Modelling spread of the invasive macrophyte Cabomba caroliniana
1. Predicting spread of non-indigenous species requires an understanding of where propagules are being transported, and whether these propagules can survive in the novel habitat and successfully integrate into the recipient community. In this study, we model potential spread of invading Cabomba caroliniana in Ontario, Canada, using a combination of passive and active dispersal models coupled with an environmental suitability model, thereby considering the first two stages of the invasion process. 2. Measures of propagule pressure incorporated both human-mediated dispersal via trailered boats, and advective flow from invaded to non-invaded systems, while habitat suitability was forecasted by combining native and global data sets and using boosted regression trees. 3. Risk of invasion differed depending on the combination of approaches used and the time period considered.
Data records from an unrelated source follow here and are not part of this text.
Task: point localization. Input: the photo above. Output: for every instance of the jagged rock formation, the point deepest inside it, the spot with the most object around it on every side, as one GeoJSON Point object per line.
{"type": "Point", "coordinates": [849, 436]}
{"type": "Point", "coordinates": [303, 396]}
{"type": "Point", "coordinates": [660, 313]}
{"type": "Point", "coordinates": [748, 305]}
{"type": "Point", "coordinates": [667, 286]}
Three lakes appear to be at greatest risk owing to a combination of high boater and water movement from invaded sources, and high environmental suitability. The best predictors of lake suitability were pH, mean lake temperature and dissolved calcium concentration. Hundreds of lakes in Ontario may be suitable for establishment of Cabomba, highlighting the need for vector management. © 2008 The Authors.
Jacobs, M. J. and MacIsaac, H. J., "Modelling spread of the invasive macrophyte Cabomba caroliniana" (2009). Freshwater Biology, 54, 2, 296-305.